SharkNinja (SN) has garnered renewed positive sentiment from analysts, with Canaccord Genuity and BofA Securities reiterating Buy ratings with price targets of $127 and $125 respectively, and William Blair maintaining an Outperform rating. This confidence is underpinned by the company's strong top-line performance, evidenced by a 14.7% year-over-year increase in Q1 2025 net sales to $1.2 billion, significantly surpassing the $965 million forecast. However, this revenue beat was contrasted by an earnings miss, with EPS of $0.87 falling short of the $0.95 consensus.
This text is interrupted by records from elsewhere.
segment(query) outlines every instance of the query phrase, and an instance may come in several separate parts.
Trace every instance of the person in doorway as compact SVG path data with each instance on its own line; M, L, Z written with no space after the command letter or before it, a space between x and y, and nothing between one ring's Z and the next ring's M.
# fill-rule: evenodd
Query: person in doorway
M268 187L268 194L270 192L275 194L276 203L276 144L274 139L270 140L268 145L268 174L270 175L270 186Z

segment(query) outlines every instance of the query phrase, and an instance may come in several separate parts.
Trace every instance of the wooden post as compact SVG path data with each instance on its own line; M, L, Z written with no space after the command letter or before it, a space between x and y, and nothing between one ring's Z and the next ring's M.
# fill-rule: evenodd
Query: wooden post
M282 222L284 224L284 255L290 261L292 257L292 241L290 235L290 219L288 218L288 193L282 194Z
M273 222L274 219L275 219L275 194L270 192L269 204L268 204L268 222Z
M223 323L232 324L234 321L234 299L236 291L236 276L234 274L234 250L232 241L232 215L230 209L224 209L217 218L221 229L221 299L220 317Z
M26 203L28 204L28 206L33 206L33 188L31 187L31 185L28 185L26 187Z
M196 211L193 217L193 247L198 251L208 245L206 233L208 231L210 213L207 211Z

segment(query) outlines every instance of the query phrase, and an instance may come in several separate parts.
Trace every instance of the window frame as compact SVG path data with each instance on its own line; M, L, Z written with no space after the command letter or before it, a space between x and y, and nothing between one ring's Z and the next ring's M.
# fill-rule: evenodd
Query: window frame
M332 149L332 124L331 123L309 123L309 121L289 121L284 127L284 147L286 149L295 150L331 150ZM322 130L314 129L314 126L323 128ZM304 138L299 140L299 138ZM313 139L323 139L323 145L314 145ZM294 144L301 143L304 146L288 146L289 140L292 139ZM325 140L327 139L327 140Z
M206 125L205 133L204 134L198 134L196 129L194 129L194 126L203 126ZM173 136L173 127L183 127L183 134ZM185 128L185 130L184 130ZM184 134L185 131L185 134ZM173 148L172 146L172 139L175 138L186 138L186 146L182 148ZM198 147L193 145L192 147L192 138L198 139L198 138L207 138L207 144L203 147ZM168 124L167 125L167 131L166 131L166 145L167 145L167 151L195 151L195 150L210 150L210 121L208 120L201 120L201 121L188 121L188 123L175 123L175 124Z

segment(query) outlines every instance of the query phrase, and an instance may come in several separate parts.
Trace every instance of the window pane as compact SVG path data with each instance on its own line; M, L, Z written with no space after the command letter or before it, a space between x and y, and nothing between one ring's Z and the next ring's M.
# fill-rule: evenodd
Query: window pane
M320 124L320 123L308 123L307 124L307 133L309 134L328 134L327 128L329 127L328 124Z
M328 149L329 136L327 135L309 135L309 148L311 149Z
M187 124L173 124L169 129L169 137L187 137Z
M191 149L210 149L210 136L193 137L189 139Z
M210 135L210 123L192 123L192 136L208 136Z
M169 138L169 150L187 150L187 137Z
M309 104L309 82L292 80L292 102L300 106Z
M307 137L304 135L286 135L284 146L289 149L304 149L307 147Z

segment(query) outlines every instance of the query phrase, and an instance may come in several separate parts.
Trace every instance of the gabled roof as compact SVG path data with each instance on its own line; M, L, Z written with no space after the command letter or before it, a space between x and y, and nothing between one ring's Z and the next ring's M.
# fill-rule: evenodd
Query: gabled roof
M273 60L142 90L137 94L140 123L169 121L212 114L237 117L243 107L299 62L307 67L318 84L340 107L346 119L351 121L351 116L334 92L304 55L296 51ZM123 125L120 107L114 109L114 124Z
The company's growth trajectory is notable for its variability, including a 32% sales increase in 2024, yet it has achieved a 20% compound annual growth rate since 2008, driven by a formidable innovation engine of 1,100 engineers launching approximately 25 new products annually. Despite trading at a high P/E ratio of 32.4 and facing headwinds from tariffs and inventory shortages, SharkNinja is proactively managing these challenges by raising prices on 32% of its product line and exploring domestic production. The resolution of prior uncertainty related to Vietnam is expected to reduce share price volatility, allowing fundamentals like market share gains and supply chain stabilization to become the primary focus for investors.